Sunday, March 15, 2009

Out of sight

That's me for a while -- I'm performing one of the least enjoyable tasks of the legal profession, the writing of the Losing Reply Brief. (But why file this non-required brief if it's going to lose? For the same reason that I'm pursuing the appeal in the first place: because the client wants me to.) There was no course in law school on how to make your bad arguments fall on the non-sanctions side of the frivolity line ...

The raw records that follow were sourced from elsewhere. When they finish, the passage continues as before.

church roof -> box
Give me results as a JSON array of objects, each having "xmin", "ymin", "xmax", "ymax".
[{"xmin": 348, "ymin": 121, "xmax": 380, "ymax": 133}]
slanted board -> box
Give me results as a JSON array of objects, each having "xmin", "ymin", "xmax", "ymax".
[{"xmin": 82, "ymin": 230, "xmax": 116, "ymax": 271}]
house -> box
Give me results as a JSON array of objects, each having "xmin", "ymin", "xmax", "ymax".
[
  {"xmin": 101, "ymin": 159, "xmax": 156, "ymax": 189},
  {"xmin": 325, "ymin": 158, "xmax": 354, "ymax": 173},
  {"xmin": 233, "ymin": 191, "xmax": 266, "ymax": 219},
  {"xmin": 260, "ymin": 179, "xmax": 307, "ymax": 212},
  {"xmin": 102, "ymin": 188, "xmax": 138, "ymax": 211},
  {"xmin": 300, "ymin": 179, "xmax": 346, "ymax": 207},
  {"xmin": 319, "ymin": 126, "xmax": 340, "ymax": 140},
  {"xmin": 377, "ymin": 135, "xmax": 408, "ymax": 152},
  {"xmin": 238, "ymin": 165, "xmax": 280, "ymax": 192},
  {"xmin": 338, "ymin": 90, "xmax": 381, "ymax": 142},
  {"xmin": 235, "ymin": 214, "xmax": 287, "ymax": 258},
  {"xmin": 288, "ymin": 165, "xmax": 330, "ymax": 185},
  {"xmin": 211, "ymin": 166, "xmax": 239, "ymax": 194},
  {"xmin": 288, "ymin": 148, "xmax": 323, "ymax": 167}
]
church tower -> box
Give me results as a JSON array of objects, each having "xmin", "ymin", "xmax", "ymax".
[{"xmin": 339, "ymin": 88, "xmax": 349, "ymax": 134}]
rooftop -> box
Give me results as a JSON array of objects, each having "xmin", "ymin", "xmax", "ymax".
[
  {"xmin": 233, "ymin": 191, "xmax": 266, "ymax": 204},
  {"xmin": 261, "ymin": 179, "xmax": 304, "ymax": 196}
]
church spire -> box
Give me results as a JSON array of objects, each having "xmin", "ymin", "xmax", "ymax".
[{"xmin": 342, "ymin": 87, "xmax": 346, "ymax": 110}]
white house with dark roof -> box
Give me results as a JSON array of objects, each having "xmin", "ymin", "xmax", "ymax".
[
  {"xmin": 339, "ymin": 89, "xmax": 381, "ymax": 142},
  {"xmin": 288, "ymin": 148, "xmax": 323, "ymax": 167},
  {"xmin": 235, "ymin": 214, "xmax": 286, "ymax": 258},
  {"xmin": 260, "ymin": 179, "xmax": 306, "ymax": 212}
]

Persons interested in this blog's typical preoccupations will want to examine Scott Horton's blog post on Obama's latest smoke-and-mirrors trick, the abolition of (the term) "enemy combatants."
The Justice Department’s posture is much less than I was hoping for, but the legal turf it stakes out strikes me as potentially palatable. I am still skeptical. These concepts might be wielded in an abusive way, as the Bush “enemy combatant” concept clearly was. It will be important to monitor the Obama Administration’s interagency review process and see how these new concepts are actually applied to the detainees. Give the positively abysmal track-record of the Justice Department, a heavy measure of skepticism is well justified.
Longer but worthwhile is Mark Danner's article on the Red Cross's interviews with our "black site" prisoners after they went to Gitmo. He reproduces the table of contents from the ICRC's report:
Contents
Introduction
1. Main Elements of the CIA Detention Program
1.1 Arrest and Transfer
1.2 Continuous Solitary Confinement and Incommunicado Detention
1.3 Other Methods of Ill-treatment
1.3.1 Suffocation by water
1.3.2 Prolonged Stress Standing
1.3.3 Beatings by use of a collar
1.3.4 Beating and kicking
1.3.5 Confinement in a box
1.3.6 Prolonged nudity
1.3.7 Sleep deprivation and use of loud music
1.3.8 Exposure to cold temperature/cold water
1.3.9 Prolonged use of handcuffs and shackles
1.3.10 Threats
1.3.11 Forced shaving
1.3.12 Deprivation/restricted provision of solid food
1.4 Further elements of the detention regime....
As Danner reminds us, the ICRC is the actual "body legally charged with overseeing compliance with the Geneva Conventions," which in a country that respected the rule of law, would mean that this report was sure to presage indictments. But that is not the United States of America ... under its previous, or current, presidents. Out of sight, out of mind.

... Andrew Sullivan compares the above TOC with the June 12, 1942 directive of Heinrich Muller, the Gestapo chief, enumerating "sharpened" or "enhanced" interrogation methods:
simplest rations (bread and water)
hard bed
dark cell
deprivation of sleep
exhaustion exercises
but also the resort to blows with a stick (in case of more than 20 blows, a doctor must be present)
Of course, the Gestapo added to that in practice ("the following, among other things"). And so did we.